Just when the anthology format was beginning to feel stale and uninventive, Southbound gives the genre a much needed pulse with a handful of masterfully blended tales of terror. It pours on the atmosphere with horror that stretches its long fingers across the genre—from the minds of Roxanne Benjamin, David Bruckner, Patrick Horvath, and Radio Silence, Southbound officially sets the bar for films of ilk from here on out. On a desolate stretch of desert highway, weary travelers—two men on therun from their past, a band on their way to the next gig, a man struggling to get home, a brother in search of his long-lost sister and a family on vacation—are forced to confront their worst fears and darkest secrets.
There’s something really special about Southbound and it’s in the way the stories are told. Unlike a lot of anthologies, each film in Southbound is seamlessly blended into each other, making it feel cohesive in a way that’s rarely executed in this format. And that’s what I loved about the film, too, is that it’s a constant shit storm of awesome horror—there’s no down time between stories. Instead, it just relentlessly throws you into a new nightmare before you can catch your breath.
Each story is unique in its own way, only tied to the similar theme of the horror that comes from a highway in the desert. And they hit all the right notes along the way—there’s a supernatural tale with otherworldly monsters, a home invasion slasher thrown in there, a mystifying Twilight Zone-esque thriller and a nightmarish cult all go to work. But even better, there is no gimmick or bullshit excuse that brings the anthology full circle and I fucking love that. When all is said and done, Southbound comes together to create a 90-minute monster, a cohesive beast that just works.
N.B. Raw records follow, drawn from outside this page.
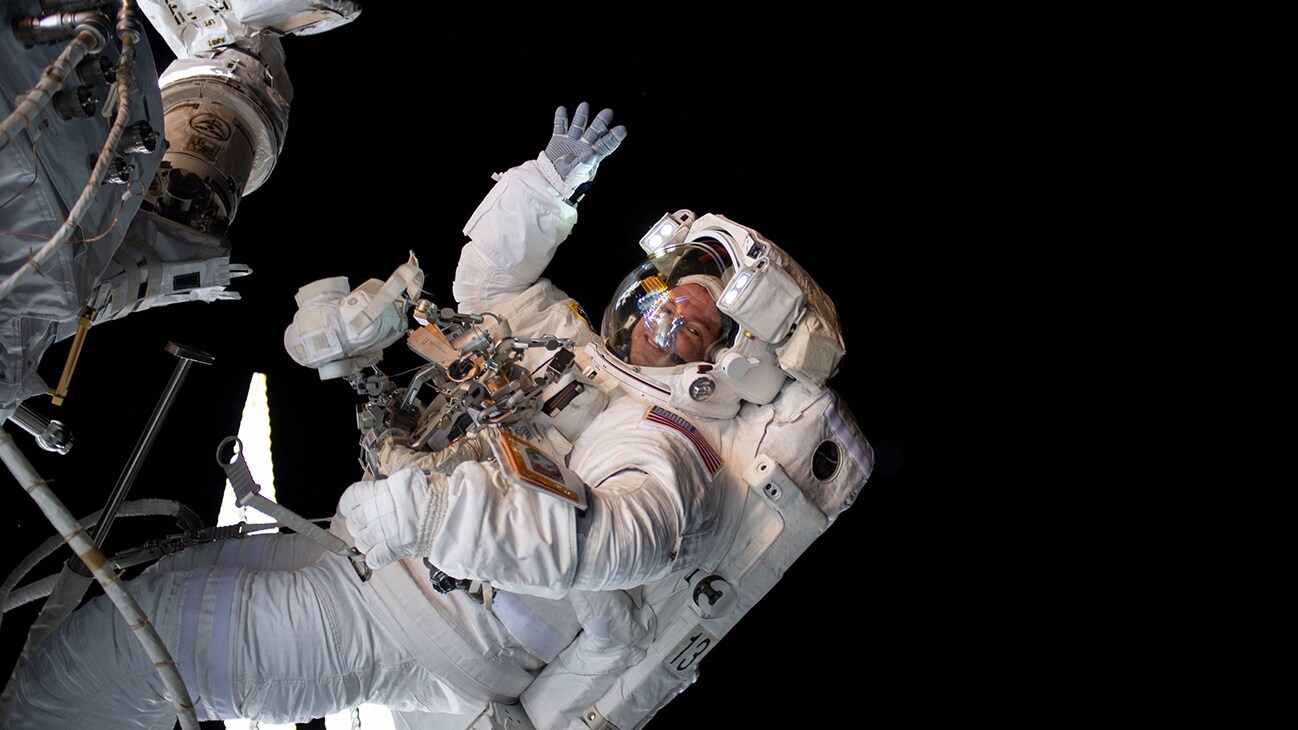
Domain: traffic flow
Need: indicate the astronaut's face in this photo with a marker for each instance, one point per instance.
(679, 327)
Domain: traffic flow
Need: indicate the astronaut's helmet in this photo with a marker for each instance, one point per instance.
(665, 313)
(714, 316)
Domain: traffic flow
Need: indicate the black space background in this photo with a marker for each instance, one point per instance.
(1039, 225)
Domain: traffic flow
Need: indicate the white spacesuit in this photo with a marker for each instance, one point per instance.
(566, 594)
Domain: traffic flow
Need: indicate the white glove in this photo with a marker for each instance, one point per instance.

But if there’s one downfall to Southbound, it’s that it leaves too many threads left hanging by the time the film is over. Every story is so under explained, bringing up a ton of questions with absolutely no answers. I can see the power in telling the film this way (it heightens the mystery of it all), but man is it frustrating when you’re left to piece so many different storylines together—it really flatlined a lot of what was so brilliantly built up. Other than that, though, Southbound is the real deal, a wicked take on anthologies that will (hopefully) change the landscape for the format that continues to tell short-form horror in exciting new ways.